An interface in Java is a reference type, similar to a class, that can contain only constants,
method signatures, default methods, static methods, and nested types. Interfaces cannot
contain instance fields or constructors, and they are abstract by nature. This means that the
methods in an interface do not have a body—they are meant to be implemented by classes.
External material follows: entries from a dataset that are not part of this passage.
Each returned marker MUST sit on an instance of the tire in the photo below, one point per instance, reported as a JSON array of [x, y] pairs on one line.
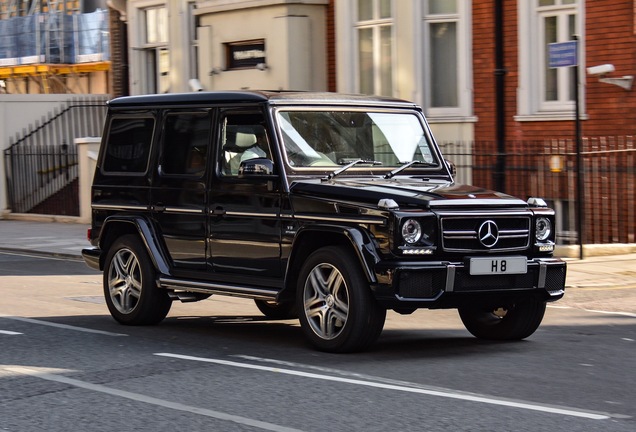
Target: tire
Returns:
[[274, 310], [130, 287], [336, 309], [512, 322]]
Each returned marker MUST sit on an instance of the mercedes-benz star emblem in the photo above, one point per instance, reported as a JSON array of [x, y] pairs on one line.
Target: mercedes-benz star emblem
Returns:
[[488, 233]]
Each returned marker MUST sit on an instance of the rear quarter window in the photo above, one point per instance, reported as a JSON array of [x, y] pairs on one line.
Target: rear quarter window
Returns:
[[128, 145]]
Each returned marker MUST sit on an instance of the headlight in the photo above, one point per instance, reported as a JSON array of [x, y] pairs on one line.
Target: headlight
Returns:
[[411, 231], [543, 228]]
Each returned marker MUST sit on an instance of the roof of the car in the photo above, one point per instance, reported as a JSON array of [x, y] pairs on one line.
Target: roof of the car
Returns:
[[239, 97]]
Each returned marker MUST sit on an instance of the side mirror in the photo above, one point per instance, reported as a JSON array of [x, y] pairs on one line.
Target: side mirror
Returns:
[[452, 168], [257, 168]]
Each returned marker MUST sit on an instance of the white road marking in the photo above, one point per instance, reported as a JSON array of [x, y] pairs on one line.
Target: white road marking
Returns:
[[62, 326], [148, 399], [418, 390], [628, 314]]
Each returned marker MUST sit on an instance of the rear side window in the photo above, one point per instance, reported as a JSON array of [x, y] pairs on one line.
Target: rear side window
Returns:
[[186, 138], [128, 145]]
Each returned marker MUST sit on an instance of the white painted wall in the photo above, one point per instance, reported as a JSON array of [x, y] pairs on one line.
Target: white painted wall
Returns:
[[295, 44]]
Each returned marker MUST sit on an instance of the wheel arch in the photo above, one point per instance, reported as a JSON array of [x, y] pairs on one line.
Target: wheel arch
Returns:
[[310, 238], [117, 226]]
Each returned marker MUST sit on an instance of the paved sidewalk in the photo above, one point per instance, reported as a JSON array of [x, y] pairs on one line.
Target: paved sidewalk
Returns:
[[67, 240], [48, 238]]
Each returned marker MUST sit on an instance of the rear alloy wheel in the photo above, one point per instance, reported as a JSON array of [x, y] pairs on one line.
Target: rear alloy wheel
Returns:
[[336, 308], [275, 310], [130, 287], [512, 322]]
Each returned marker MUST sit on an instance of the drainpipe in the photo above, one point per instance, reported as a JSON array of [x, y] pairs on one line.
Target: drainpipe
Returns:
[[499, 176]]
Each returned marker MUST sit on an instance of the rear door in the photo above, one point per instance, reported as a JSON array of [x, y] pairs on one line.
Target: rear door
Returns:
[[178, 193]]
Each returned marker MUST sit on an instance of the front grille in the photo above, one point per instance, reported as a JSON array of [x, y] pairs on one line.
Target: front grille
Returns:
[[461, 234]]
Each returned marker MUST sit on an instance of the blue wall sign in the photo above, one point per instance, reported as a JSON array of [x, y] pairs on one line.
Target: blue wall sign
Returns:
[[562, 54]]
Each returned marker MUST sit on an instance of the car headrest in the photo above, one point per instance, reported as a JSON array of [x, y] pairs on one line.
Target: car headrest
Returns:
[[245, 140]]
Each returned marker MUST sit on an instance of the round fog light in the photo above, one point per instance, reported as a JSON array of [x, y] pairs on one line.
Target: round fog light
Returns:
[[411, 231]]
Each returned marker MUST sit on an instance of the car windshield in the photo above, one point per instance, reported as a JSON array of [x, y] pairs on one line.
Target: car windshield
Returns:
[[324, 139]]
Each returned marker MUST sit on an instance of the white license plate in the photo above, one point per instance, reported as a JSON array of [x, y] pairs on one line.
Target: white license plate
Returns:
[[501, 265]]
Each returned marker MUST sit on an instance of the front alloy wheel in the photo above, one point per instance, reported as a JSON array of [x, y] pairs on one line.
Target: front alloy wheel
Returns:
[[337, 311]]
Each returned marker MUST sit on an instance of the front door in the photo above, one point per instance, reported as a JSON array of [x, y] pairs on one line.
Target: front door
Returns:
[[178, 193]]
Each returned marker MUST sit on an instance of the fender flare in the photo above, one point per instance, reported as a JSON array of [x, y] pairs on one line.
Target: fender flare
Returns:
[[359, 240], [147, 234]]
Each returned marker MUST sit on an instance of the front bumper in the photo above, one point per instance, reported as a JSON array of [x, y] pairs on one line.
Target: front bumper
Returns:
[[446, 284]]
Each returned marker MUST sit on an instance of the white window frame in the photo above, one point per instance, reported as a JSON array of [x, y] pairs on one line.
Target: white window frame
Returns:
[[140, 48], [531, 103], [463, 20], [375, 24]]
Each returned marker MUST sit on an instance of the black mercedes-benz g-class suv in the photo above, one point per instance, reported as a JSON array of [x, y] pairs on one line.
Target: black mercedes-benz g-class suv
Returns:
[[327, 207]]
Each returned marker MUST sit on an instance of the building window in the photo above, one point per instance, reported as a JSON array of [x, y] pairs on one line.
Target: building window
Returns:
[[546, 90], [245, 54], [446, 58], [374, 27], [156, 56]]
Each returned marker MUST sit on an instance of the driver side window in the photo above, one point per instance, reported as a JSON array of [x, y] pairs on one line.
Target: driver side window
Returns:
[[243, 137]]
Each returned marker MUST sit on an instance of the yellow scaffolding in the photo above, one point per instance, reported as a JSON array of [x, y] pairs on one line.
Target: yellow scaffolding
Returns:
[[45, 73]]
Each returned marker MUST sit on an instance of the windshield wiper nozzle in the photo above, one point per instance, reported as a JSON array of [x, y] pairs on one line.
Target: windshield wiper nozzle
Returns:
[[405, 166], [349, 165]]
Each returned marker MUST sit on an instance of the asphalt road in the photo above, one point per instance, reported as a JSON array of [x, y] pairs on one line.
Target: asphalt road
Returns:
[[218, 365]]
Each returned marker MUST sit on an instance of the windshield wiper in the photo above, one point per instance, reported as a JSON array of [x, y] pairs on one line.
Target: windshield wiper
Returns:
[[349, 165], [405, 166]]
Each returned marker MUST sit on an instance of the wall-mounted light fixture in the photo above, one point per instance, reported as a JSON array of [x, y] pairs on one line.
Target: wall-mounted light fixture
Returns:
[[602, 70]]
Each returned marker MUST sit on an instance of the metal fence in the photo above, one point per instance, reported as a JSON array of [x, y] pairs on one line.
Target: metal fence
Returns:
[[548, 169], [41, 162]]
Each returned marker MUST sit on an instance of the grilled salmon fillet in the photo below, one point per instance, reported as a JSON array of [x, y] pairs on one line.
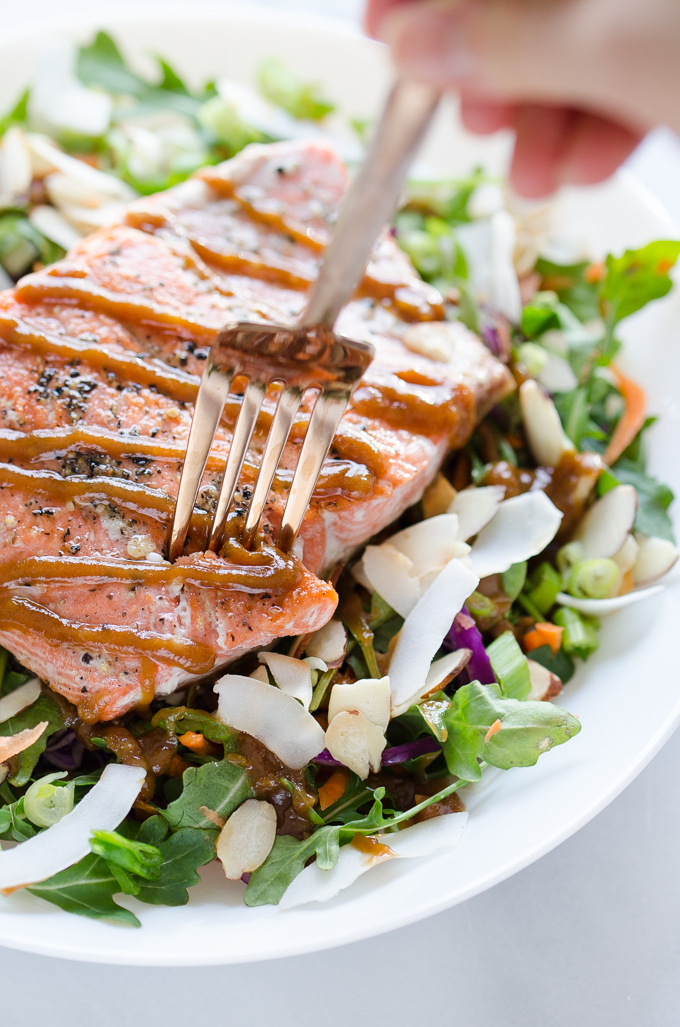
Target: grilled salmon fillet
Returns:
[[100, 362]]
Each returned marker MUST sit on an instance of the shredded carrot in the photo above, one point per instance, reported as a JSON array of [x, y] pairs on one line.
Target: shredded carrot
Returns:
[[631, 420], [495, 727], [543, 634], [334, 788], [196, 743]]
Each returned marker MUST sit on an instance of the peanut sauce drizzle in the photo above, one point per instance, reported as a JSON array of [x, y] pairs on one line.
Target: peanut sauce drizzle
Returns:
[[273, 572], [40, 287], [141, 498], [22, 614], [177, 384]]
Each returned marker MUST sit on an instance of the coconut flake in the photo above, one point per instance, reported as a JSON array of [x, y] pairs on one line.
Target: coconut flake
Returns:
[[63, 844], [292, 676], [433, 835], [355, 742], [53, 226], [476, 507], [247, 838], [329, 643], [22, 697], [601, 607], [522, 527], [440, 673], [369, 695], [425, 629], [275, 719], [391, 575]]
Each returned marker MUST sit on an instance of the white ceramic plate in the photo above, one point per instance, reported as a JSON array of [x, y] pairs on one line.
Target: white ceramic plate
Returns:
[[629, 695]]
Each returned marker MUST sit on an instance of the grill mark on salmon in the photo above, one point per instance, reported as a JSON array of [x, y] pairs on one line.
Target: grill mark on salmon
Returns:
[[100, 360]]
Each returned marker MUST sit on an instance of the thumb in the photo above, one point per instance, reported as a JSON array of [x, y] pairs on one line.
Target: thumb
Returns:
[[550, 51]]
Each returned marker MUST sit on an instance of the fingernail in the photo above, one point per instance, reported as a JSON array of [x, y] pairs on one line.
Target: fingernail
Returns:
[[429, 43]]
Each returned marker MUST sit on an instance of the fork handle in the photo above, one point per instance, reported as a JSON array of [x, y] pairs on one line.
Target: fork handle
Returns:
[[372, 198]]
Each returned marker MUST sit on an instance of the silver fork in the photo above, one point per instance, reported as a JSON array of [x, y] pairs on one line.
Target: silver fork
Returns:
[[307, 355]]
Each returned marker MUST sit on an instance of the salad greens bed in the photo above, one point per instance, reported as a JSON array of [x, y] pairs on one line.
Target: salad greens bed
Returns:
[[199, 771]]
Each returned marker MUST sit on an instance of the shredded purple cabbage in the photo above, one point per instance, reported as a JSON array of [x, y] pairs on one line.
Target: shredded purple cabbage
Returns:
[[64, 751], [465, 635]]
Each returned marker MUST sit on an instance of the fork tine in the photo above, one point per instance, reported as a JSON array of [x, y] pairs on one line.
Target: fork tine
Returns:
[[289, 402], [243, 429], [210, 404], [326, 416]]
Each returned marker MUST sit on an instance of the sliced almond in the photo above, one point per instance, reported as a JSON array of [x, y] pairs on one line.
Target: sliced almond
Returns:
[[607, 524], [655, 558], [542, 425], [355, 743], [247, 838], [370, 695]]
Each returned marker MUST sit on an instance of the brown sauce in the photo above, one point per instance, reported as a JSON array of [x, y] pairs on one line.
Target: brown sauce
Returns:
[[415, 410], [267, 774], [274, 574], [178, 385], [140, 498], [25, 615]]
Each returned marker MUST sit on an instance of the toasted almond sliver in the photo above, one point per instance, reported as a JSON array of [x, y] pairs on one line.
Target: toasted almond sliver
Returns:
[[15, 744]]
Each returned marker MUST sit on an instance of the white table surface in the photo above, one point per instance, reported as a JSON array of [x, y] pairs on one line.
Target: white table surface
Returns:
[[588, 936]]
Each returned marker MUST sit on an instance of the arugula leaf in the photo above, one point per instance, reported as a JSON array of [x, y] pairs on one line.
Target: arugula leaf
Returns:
[[178, 720], [87, 889], [101, 64], [653, 499], [510, 666], [44, 708], [220, 787], [134, 857], [284, 88], [527, 729], [572, 288], [287, 860], [14, 824], [637, 277], [182, 853]]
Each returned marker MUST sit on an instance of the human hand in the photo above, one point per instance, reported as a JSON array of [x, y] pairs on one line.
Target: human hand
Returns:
[[580, 81]]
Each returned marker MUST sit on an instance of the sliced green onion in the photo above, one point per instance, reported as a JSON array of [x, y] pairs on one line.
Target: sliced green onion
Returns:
[[514, 579], [546, 583], [533, 356], [569, 555], [594, 578], [45, 803], [510, 666], [580, 637]]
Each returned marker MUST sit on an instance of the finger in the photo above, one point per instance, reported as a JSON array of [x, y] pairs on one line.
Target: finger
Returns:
[[542, 134], [375, 12], [485, 116], [595, 149]]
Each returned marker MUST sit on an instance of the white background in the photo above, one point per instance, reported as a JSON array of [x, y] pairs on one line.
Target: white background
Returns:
[[588, 936]]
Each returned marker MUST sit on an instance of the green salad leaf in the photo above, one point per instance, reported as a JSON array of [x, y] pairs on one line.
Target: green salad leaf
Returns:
[[218, 787], [637, 277], [302, 100], [526, 730], [87, 889], [43, 709]]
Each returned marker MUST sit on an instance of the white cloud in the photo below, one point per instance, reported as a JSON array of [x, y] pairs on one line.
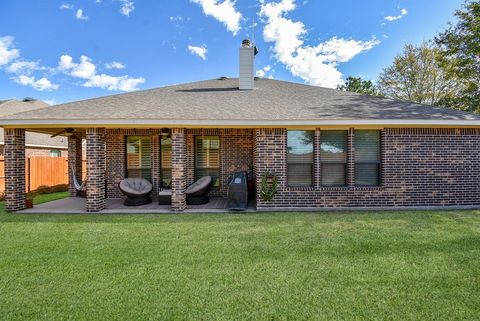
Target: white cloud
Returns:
[[260, 73], [123, 83], [42, 84], [66, 6], [23, 67], [316, 65], [403, 12], [263, 72], [115, 65], [224, 11], [199, 51], [79, 15], [8, 52], [87, 70], [127, 7]]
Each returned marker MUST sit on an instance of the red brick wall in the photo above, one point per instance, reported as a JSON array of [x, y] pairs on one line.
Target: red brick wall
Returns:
[[420, 167], [15, 169], [30, 152]]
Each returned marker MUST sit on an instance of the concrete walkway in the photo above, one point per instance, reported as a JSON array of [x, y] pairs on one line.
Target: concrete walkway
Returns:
[[76, 205]]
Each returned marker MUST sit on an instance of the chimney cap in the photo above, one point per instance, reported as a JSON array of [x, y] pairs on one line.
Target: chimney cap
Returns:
[[246, 43]]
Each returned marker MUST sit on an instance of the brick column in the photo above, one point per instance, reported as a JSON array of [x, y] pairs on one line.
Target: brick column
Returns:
[[351, 158], [15, 169], [96, 152], [316, 160], [74, 161], [270, 155], [179, 165], [155, 139]]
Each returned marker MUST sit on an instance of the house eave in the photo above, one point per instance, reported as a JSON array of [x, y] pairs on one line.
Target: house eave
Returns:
[[231, 123]]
Key Differences Between Interfaces and Classes

1. Nature of Methods:
- Interface: Methods in an interface are abstract by default (without implementation). From
Java 8 onwards, interfaces can also have default methods (with implementation) and static
methods.
- Class: A class can have concrete methods (with implementation).

2. Fields:
- Interface: Fields in an interface are implicitly `public`, `static`, and `final`.
- Class: A class can have instance variables and can control their visibility using access
modifiers (`private`, `protected`, `public`).

3. Inheritance:
- Interface: A class can implement multiple interfaces, allowing multiple inheritance of type.
- Class: A class can extend only one class (single inheritance).

4. Constructors:
- Interface: Interfaces cannot have constructors.
- Class: Classes have constructors to initialize objects.

Java Program Demonstrating Interfaces

Let's create an interface with method signatures and a class that implements this interface.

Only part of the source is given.